PEDRAM JAVAHERI, CNN METEOROLOGIST: Good morning, Rosemary. Yes, watching what is left of tropical depression Nicholas and you know, people often get caught up in the satellite depiction and the wind speeds and the categories but it really doesn't change much when it comes to exactly how much rainfall a system is going to produce. And it is still a tropical system.

It is still tapping into quite a bit of tropical moisture and you'll notice in the past 24 hours, upwards of almost 14 inches of rainfall fell in Galveston, Texas. Houston picking up about 6.5 inches. The concern is this amount of water potentially works his way across an area that was very hard hit by hurricane Ida not too long ago.

So, notice radar this morning still producing strong thunderstorms around southern portions of Louisiana. At least 7 million Americans nearly the entirety of the coast of Louisiana under flood alerts as a result of this system moving off toward the east. And frankly it is moving very slowly, about 3 to 5 miles per hour over the next 36 hours. So as the system moves very slowly, it will rain itself out across this region. And it's really the last place you want to see heavy rainfall in place as people of course still in full recovery mode across this region.

4 to 6 inches widespread, some areas could get close to 10 inches of rainfall before it is all said and done. And again, the system will gradually shift all the way toward the east into the panhandle before it rains itself out. And you look at the Weather Prediction Center, they have issued a level 3 on a scale of 1 to 4. Some moderate risks in Houma, New Orleans, some of these parishes that are very hard hit are once again going to see some heavy rains over the next few days.

[04:55:00]

Now out across the Atlantic, we do have a couple areas of interest, a 20 percent, and a 90 percent chance of tropical systems to form, and closer to home, a 70 percent probability. So, the Eastern Sea Board, we're going to be watching this carefully as well was the system potentially develops over the next few days.

Around the Northeastern U.S., there is a severe weather element to tell you about. A frontal boundary coming in, about 50 million people in line here for strong storms potentially producing some damaging winds. Take a look at the temperatures about the middle 80s around New York City, 78 in Atlanta and temperatures in Phoenix into the 100s -- Rosemary.

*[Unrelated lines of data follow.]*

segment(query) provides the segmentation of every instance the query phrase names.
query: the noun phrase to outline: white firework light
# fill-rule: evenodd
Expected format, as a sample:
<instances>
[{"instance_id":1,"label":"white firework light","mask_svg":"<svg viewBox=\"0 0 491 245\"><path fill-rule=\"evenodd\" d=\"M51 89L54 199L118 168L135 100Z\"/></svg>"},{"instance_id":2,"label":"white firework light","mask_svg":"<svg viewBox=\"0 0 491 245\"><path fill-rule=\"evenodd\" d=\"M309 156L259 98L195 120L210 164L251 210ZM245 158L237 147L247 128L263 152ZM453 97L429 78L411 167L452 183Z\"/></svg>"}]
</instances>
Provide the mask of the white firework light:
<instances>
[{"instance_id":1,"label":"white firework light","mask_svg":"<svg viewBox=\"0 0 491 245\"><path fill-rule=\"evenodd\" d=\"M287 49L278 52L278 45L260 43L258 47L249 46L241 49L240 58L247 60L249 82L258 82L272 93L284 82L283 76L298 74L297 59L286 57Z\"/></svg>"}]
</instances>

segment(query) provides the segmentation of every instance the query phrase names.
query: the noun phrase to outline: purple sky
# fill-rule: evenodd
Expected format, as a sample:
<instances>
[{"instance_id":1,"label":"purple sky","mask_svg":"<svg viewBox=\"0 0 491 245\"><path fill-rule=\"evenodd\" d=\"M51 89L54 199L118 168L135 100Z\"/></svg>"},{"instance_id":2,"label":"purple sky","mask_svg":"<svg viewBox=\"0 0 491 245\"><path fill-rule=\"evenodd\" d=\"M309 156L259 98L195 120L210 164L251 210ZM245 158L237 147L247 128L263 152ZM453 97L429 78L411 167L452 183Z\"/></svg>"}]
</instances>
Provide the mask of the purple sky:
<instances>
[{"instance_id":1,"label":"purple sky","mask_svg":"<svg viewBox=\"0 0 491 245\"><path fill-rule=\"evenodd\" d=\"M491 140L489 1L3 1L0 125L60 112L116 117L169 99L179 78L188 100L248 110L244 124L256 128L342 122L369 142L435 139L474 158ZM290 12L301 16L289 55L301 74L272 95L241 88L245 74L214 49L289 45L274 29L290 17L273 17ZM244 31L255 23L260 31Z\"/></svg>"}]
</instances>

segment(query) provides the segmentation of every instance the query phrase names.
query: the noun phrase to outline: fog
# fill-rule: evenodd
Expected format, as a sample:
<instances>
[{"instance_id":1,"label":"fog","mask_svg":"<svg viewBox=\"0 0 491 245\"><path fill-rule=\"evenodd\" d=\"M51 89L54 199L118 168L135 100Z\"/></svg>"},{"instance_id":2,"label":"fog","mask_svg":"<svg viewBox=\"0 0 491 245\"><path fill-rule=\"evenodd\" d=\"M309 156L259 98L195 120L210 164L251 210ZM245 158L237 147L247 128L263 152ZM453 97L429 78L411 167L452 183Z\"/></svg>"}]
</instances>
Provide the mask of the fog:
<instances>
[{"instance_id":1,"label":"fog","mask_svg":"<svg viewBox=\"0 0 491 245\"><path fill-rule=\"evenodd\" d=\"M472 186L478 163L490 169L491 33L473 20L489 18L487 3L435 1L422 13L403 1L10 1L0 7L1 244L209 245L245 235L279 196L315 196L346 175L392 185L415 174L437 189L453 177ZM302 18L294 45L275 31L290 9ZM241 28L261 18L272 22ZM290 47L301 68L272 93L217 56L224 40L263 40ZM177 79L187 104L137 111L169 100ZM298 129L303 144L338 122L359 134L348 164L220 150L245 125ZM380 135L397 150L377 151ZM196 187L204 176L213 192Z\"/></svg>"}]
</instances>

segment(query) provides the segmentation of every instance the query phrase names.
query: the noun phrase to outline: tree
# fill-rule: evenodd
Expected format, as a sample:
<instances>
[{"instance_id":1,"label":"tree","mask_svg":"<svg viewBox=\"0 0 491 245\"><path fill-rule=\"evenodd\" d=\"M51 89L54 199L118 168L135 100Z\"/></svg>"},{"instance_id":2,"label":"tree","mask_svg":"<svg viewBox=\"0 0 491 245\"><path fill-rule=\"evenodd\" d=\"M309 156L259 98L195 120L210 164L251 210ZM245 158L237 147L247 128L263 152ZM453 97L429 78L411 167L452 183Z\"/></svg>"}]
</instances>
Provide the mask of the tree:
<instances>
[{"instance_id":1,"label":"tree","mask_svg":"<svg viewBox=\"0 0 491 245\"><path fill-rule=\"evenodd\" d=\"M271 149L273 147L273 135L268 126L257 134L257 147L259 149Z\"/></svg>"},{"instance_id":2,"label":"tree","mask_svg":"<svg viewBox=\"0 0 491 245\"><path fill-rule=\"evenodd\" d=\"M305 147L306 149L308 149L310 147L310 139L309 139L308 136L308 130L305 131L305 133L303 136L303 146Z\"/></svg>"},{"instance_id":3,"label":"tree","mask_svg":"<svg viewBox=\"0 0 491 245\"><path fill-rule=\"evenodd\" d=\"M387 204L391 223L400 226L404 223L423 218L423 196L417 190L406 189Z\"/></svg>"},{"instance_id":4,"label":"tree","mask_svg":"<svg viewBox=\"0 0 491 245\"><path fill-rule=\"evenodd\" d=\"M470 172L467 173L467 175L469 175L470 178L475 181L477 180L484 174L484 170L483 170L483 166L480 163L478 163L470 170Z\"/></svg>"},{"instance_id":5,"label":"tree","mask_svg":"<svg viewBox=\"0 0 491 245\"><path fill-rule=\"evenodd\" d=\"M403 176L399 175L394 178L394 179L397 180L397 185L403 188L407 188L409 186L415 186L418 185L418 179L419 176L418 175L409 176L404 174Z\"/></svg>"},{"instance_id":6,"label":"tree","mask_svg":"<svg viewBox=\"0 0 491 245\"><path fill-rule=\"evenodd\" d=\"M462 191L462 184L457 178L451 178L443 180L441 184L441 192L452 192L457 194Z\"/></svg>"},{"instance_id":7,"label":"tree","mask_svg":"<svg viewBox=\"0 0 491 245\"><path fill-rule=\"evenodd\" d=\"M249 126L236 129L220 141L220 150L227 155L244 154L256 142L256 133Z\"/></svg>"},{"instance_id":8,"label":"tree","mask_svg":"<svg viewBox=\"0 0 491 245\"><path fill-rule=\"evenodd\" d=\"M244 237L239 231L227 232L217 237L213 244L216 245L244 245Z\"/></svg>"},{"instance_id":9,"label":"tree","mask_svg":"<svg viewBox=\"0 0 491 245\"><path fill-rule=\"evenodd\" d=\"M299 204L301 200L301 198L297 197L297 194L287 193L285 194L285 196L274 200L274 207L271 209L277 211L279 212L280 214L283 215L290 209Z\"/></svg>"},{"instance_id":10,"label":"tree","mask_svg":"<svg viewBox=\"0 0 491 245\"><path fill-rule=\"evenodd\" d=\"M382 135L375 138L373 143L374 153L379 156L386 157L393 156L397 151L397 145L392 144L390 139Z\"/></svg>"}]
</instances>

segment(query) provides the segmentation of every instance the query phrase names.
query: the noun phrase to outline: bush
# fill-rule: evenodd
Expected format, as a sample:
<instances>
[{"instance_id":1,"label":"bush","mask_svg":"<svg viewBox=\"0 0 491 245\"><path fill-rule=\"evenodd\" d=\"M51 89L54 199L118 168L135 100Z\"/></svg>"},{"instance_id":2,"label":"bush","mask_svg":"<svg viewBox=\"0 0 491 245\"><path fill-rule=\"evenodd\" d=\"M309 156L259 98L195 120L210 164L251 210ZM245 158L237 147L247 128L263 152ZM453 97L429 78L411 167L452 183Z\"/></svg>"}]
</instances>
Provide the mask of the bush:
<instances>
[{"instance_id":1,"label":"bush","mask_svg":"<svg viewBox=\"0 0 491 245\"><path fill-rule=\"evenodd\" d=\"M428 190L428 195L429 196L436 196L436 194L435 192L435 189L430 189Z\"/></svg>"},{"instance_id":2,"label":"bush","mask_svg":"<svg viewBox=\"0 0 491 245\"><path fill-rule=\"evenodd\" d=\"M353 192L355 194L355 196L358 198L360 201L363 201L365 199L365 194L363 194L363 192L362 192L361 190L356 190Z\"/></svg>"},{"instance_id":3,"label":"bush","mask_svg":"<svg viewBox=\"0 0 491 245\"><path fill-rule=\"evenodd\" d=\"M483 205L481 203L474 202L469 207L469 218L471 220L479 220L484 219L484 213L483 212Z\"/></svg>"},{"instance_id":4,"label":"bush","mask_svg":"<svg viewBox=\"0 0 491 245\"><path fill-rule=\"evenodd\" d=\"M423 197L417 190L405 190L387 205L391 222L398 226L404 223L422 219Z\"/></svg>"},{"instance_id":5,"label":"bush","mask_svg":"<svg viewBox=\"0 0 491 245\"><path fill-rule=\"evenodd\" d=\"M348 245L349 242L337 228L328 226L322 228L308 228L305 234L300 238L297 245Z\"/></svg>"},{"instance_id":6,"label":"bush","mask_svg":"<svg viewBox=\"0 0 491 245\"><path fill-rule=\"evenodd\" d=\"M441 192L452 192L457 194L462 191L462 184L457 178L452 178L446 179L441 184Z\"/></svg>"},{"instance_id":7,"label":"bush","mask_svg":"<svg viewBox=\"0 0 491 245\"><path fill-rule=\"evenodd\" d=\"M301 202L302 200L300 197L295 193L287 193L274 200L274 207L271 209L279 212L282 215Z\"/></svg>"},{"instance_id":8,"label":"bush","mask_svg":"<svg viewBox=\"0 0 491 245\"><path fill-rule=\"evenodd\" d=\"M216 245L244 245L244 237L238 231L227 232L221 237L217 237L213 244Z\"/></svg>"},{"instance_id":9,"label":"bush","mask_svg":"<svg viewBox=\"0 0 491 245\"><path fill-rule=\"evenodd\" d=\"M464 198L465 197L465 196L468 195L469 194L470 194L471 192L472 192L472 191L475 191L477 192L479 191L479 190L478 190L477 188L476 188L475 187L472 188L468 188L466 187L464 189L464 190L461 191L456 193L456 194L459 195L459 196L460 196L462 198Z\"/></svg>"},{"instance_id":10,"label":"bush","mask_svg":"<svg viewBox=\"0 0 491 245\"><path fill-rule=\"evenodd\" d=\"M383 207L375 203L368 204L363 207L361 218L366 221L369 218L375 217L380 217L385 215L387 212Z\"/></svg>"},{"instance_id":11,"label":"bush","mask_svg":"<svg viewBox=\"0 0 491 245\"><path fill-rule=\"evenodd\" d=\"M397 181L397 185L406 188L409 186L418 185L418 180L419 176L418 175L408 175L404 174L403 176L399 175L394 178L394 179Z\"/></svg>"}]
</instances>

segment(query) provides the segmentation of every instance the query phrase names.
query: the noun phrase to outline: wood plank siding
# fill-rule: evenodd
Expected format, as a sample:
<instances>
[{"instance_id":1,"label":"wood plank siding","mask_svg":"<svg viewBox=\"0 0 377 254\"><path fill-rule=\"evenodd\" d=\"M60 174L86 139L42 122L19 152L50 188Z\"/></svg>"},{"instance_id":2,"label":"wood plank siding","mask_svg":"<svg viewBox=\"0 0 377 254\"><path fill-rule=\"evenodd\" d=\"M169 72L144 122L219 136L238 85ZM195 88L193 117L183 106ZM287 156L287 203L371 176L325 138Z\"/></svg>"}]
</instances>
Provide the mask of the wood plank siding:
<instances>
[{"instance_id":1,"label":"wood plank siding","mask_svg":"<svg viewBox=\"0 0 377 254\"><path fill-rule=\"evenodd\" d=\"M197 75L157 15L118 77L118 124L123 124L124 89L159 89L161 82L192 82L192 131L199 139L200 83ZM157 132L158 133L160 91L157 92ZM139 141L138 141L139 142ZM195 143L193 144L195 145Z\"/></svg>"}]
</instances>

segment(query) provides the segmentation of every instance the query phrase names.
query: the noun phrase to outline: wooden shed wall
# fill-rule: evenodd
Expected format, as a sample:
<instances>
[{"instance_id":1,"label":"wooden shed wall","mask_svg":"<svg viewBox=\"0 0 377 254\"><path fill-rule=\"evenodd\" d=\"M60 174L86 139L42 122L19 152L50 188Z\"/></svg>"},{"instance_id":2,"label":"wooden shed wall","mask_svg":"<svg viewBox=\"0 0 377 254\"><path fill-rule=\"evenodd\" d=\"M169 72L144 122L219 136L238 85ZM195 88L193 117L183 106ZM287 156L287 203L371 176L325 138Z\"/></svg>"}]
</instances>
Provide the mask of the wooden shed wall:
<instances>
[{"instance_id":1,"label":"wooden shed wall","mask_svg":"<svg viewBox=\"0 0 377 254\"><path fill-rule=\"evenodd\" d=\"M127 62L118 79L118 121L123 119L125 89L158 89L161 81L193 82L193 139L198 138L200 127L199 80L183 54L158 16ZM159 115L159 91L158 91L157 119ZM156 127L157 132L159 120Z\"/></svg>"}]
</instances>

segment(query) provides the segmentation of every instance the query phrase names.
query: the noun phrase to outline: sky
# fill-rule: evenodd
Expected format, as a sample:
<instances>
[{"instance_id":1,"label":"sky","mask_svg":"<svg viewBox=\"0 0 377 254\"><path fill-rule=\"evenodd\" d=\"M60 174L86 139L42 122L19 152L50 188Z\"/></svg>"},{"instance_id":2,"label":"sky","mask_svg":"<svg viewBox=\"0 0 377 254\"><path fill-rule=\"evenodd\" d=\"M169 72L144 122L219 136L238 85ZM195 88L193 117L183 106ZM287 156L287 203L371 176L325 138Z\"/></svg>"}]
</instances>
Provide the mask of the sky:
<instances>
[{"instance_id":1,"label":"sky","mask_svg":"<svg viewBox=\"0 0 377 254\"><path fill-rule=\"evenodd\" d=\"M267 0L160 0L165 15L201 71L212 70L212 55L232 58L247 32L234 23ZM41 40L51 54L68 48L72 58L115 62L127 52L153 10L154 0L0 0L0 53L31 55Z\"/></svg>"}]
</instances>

CHURCH: Thank you so much, Pedram, as always. Well, in the coming hours SpaceX will launch the world's first space

flight entirely staffed by non-astronauts. Billionaire Jared Isaacman is participating in and funding the charity driven mission called Inspiration 4. He will be joined on the flight by a cancer survivor, a geologist, and a raffle winner. The crew is expected to orbit earth for three days before splashing down off the Florida coast.

And after disappearing thousands of years ago, giant woolly mammoths may soon roam the earth once again. A new bioscience and genetic company named Colossal has raised $15 million to resurrect the prehistoric creature. They plan to use DNA extracted from a mammoth's frozen remains mixed with elephant DNA to create an enormous elephant/mammoth hybrid. But the animal would be virtually indistinguishable from its extinct ancestor. Proponents say bringing back the mammoth in an altered form would be useful in fighting the climate crisis and help to restore the fragile arctic tundra ecosystem. Colossal's co-founder says they aim to create the first calves the next four to six years. So, fans of Jurassic Park will love that story.